We must return to independent and sensible monetary policies. Otherwise we will be back to where we are now in 10 years’ time.”


         Angela Merkel, German Chancellor

         June 2, 2009


“…the S&P could triple from here if they print enough money…S&P could go to 50,000…stocks could go through unheard of levels, but (it) would be in worthless currency.” (emphasis added)


         Jim Rogers

         June 3, 2009



Chancellor Merkel’s criticism of The Fed is right “on the money”, as it were. She knows what we and a few others have been saying for years: The Fed’s super-loose monetary policies will lead to hyperinflation down the Road.


Encouraged/Required by The Fed, The U.S. Government (i.e. Taxpayers) incurred $6.8 Trillion in New obligations in 2008 alone, bringing the Total owed to $63.8 Trillion.
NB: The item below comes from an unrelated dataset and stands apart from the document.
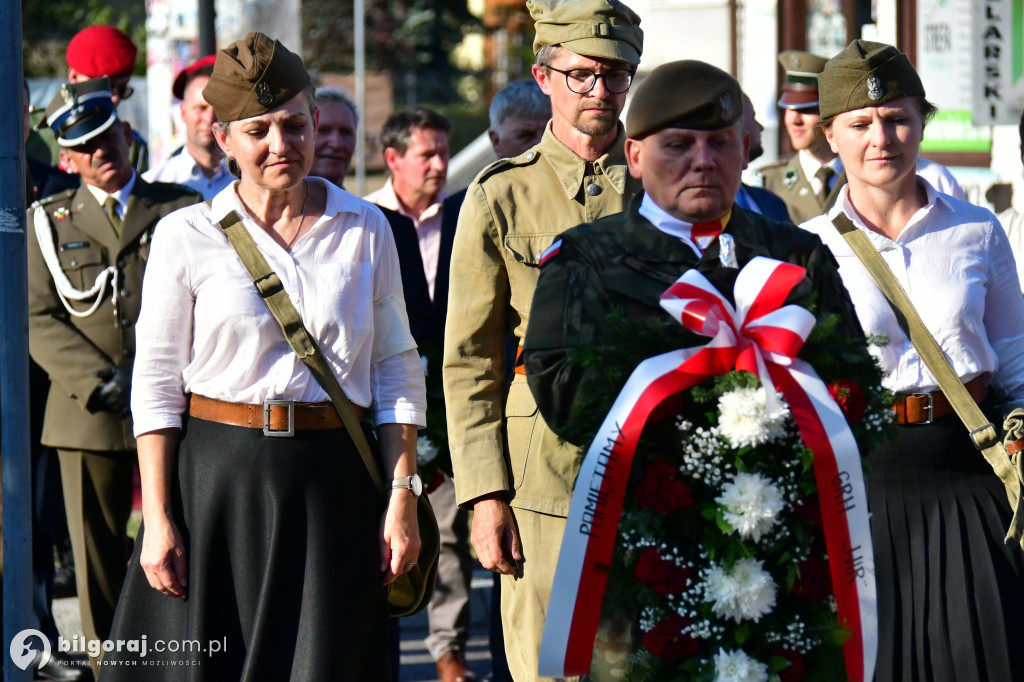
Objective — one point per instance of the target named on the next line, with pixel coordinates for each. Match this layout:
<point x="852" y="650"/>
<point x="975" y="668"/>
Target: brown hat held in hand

The aforementioned figures include only the obligations incurred through the end of 2008. That is, they do not include the obligations incurred with the Obama Stimulus Bill, or the various 2009 Bailouts, loans, gifts, and guarantees.


In other words, each U.S. household had incurred a record $546,668 in obligations as of the end of 2008, according to a USA Today analysis reported May 28, 2009.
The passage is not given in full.